An actual paper time card? No, thanks. If you have to pay hourly, let them “clock in” remotely or on their smartphone as they arrive. Let their GPS tie into your store so that you can verify their attendance electronically.

Freedom from chairs

Standing desks, yoga balls and ergonomic options for sitting were mentioned as “must haves.” Wellness and exercise seem to be more of a priority than in the Gen X and Y generations. As a business professor I see this in the choice of recreation and relaxation activities that my students rely upon for good mental and physical health. I assume this will trickle down within their careers in the form of better ergonomic, posture and wellness needs on the job.
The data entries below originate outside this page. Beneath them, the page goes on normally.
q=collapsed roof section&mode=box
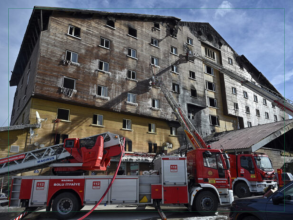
[10,6,280,94]
[204,119,293,152]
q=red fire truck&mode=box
[229,153,277,198]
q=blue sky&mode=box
[0,0,293,127]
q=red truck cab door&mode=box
[237,154,257,181]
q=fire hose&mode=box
[78,141,125,220]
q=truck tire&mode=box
[235,183,251,198]
[52,192,81,219]
[192,191,219,216]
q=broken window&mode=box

Freedom from student loan debt

Two-thirds of college graduates have an average of $26,600 in student loan debt. In 2013, student loan debt in the U.S. surpassed the $1.2 trillion mark¹ and continues to grow. Student loan debt considerations are  a major barrier to taking risky steps after college. As in, I can’t travel because I have to get a job right away to start paying my student loans. Or, I shouldn’t take a lower paying job that I love rather than a higher paying job that I can tolerate. Employers often offer tuition assistance for employees to further their education. Why don’t they offer a tuition repayment option as well? Help with expenses on the back end instead of expenses up front. An employee can choose one or the other, but not both.

Freedom from the cubical

Cube farms aren’t attractive to most college grads even though it’s the place most start for entry level management positions. We’ve all shown Office Space too many times in University and now it’s ruined the cubical furniture market for the next generation. (Sorry, not sorry.) Cubical walls serve to choke the very life out of innovative processes and collaborative work environments, both of which are heavily favored in the current business education curriculum.

Freedom from limited choices

Why can’t benefit choices be more like an a la cart menu and less like the kids meal options? Millennials want choices that will grow when them and their changing family structure. At the start of a career, cheaper health benefits and more plentiful perks (gym, phone, laptop). At the mid-career point, more vacation and subsidized child care might be preferred. At the end-career time frame, elder care and investment counseling might be key.

Freedom from the mundane

We did a little brainstorming and came up with some out-of-the-box benefit options. Some may seem silly, but perhaps not in the very near future.

  • First year bonus for high GPA coming out of college.
  • Subsidized public transportation.
  • Wellness benefits that include chiropractic, massage, acupuncture and other holistic medicine options.
  • Leave of absence for religious pilgrimages or spiritual awakening pursuits.
  •  Subsidized child care or elder care.
  • Student loan forgiveness or pay-back assistance tied to performance or tenure.
  • Free number of hours per week of go-for assistance for errands.
  • Technology allowance for gadgets or accessories.
  • Free or reduced meals on site. A concentration on health and wellness in the menu.
  • Wellness and personal life coaching included in health benefits.
  • Allowances instead of bonuses for technology, transportation, travel and equipment.
  • Paid time for volunteering in the community.

I know what you may be thinking. What are we doing, here? Spoiling our next generation of employees? When I started my career… blah, blah, blah.

I hear you, but hear this. These innovative benefit ideas respond to the needs of the whole person. Wellness, wholeness, spirituality and work-life balance are important to the next generation (and the current one). In addition, time and support for volunteering in the community and building a collaborative learning environment will become priorities in the very near future.

Employers who abandon the but we’ve always done it this way mentality will better respond to the needs of their up-and-coming workforce and will reap the benefits of more loyal and committed workers.